2023-09-07T22:30:57.432550Z 0 [Note] [MY-000000] [Galera] gcomm: terminating thread
2023-09-07T22:30:57.432571Z 0 [Note] [MY-000000] [Galera] gcomm: joining thread
2023-09-07T22:30:57.432703Z 0 [Note] [MY-000000] [Galera] gcomm: closing backend
2023-09-07T22:30:58.436334Z 0 [Note] [MY-000000] [Galera] Current view of cluster as seen by this node
view (view_id(NON_PRIM,359d6040-a6c0,8)
memb {
359d6040-a6c0,0
}
joined {
}
left {
}
partitioned {
abb830ee-9751,0
}
)
2023-09-07T22:30:58.436409Z 0 [Note] [MY-000000] [Galera] (359d6040-a6c0, 'tcp://0.0.0.0:4567') turning message relay requesting off
2023-09-07T22:30:58.436429Z 0 [Note] [MY-000000] [Galera] PC protocol downgrade 1 -> 0
2023-09-07T22:30:58.436440Z 0 [Note] [MY-000000] [Galera] Current view of cluster as seen by this node
view ((empty))
2023-09-07T22:30:58.436606Z 0 [Note] [MY-000000] [Galera] gcomm: closed
2023-09-07T22:30:58.436628Z 0 [Note] [MY-000000] [Galera] /usr/sbin/mysqld: Terminated.
2023-09-07T22:30:58.436639Z 0 [Note] [MY-000000] [WSREP] Initiating SST cancellation
2023-09-07T22:30:58.436646Z 0 [Note] [MY-000000] [WSREP] Terminating SST process
This is the MySQL conf for the joining node:
[client]
socket=/var/run/mysqld/mysqld.sock
[mysqld]
server-id=1
datadir=/var/lib/mysql
socket=/var/run/mysqld/mysqld.sock
log_error=/var/log/mysql/error.log
pid_file=/var/run/mysqld/mysqld.pid
max_connections=1000
wsrep_auto_increment_control=0
auto_increment_increment=1
binlog_expire_logs_seconds=604800
wsrep_provider=/usr/lib/galera4/libgalera_smm.so
wsrep_cluster_address=gcomm://10.128.0.51,10.128.0.50,10.128.0.49
binlog_format=ROW
wsrep_slave_threads=8
wsrep_log_conflicts
innodb_autoinc_lock_mode=2
wsrep_node_address=10.128.0.50
wsrep_cluster_name=pxc-cluster
wsrep_node_name=pxc-cluster-node-2
pxc_strict_mode=ENFORCING
wsrep_sst_method=xtrabackup-v2
The failure of course is in these lines:
2023-09-07T22:30:57.432489Z 0 [Warning] [MY-000000] [Galera] 1.0 (pxc-cluster-node-1): State transfer to 0.0 (pxc-cluster-node-2) failed: -13 (Permission denied)
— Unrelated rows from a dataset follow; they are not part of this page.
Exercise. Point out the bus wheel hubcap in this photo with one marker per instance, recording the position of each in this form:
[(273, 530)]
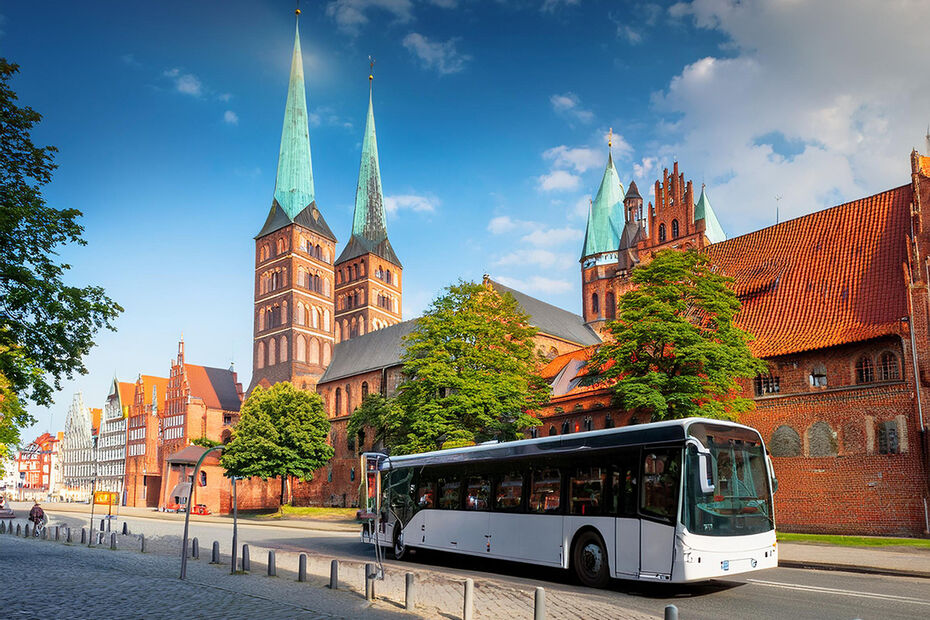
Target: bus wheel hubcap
[(591, 558)]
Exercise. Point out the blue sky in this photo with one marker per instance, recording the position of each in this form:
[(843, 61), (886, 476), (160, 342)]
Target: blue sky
[(492, 120)]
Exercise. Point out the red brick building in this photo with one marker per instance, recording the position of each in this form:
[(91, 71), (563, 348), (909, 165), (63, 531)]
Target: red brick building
[(838, 303)]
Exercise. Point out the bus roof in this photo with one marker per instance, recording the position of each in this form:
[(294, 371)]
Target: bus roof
[(653, 432)]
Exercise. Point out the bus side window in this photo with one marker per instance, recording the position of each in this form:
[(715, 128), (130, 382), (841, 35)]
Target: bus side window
[(426, 493), (450, 493), (508, 494), (661, 474), (587, 490), (545, 491), (477, 493), (625, 476)]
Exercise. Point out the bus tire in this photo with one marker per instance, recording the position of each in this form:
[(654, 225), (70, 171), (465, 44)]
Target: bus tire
[(399, 548), (589, 559)]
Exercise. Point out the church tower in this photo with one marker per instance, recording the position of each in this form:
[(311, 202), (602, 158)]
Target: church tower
[(368, 272), (606, 224), (294, 280)]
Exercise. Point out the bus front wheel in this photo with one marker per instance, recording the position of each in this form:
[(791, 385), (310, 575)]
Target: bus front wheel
[(589, 559), (400, 549)]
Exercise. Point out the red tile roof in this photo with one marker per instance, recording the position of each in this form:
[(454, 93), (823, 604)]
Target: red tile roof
[(215, 386), (824, 279)]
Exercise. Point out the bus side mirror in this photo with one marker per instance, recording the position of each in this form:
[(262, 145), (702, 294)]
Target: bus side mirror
[(705, 468), (768, 461)]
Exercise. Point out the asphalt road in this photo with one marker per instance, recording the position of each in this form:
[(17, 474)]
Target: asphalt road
[(776, 593)]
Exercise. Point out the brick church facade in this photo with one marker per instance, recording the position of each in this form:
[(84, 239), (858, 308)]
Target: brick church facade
[(838, 303)]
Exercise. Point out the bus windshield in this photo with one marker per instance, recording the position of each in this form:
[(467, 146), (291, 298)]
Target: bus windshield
[(741, 501)]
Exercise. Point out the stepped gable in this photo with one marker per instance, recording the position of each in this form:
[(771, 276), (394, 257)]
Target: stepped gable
[(829, 278), (215, 386)]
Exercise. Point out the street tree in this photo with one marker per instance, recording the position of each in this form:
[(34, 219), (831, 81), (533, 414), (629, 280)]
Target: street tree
[(674, 350), (469, 375), (47, 327), (281, 433)]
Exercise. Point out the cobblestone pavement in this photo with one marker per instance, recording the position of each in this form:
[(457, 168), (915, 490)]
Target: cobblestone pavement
[(148, 583)]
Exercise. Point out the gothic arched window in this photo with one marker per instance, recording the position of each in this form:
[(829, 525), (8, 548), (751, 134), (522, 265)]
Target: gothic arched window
[(611, 303), (865, 373), (888, 367)]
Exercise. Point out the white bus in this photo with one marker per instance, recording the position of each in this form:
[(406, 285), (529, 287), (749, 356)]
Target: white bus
[(677, 501)]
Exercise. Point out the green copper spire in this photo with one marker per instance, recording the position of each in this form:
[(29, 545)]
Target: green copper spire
[(369, 222), (369, 228), (294, 184), (605, 219), (703, 211)]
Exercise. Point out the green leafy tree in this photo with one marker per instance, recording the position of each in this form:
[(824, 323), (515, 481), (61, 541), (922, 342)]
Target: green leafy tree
[(46, 326), (469, 370), (675, 351), (281, 433)]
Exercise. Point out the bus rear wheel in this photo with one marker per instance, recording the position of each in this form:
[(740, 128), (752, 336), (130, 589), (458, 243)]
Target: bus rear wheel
[(399, 548), (589, 559)]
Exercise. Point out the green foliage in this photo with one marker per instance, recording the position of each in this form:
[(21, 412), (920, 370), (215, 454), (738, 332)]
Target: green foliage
[(47, 327), (675, 351), (469, 375), (282, 432)]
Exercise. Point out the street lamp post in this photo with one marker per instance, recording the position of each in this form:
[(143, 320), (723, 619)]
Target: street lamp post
[(187, 514)]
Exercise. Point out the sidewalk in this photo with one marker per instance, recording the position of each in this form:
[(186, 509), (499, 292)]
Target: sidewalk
[(335, 525), (900, 561)]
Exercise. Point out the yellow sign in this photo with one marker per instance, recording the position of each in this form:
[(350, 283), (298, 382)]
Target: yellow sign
[(105, 497)]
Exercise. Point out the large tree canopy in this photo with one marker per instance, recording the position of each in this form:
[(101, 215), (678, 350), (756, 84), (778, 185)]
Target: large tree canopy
[(46, 326), (469, 370), (675, 351), (282, 432)]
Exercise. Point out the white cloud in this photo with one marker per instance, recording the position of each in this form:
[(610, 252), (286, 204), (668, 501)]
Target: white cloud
[(438, 55), (186, 83), (350, 15), (581, 159), (785, 113), (550, 6), (559, 181), (502, 224), (553, 236), (535, 284), (569, 105), (412, 202)]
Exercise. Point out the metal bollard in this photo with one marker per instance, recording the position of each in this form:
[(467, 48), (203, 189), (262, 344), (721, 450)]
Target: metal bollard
[(469, 608), (369, 582), (539, 605), (246, 562), (410, 598)]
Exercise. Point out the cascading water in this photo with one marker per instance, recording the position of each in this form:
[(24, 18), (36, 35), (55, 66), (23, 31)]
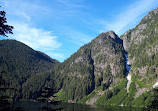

2023-09-07T22:30:57.432538Z 0 [ERROR] [MY-000000] [Galera] gcs/src/gcs_group.cpp:gcs_group_handle_join_msg():1216: Will never receive state. Need to abort.
It says permission denied, but it doesn’t specify which permission to do what?
The datadir on both nodes is owned by the mysql
user, and as far as I understand in PXC 8, we don’t need to create an SST user in MySQL as its done transparently and automatically. How can I figure out what permission is failing?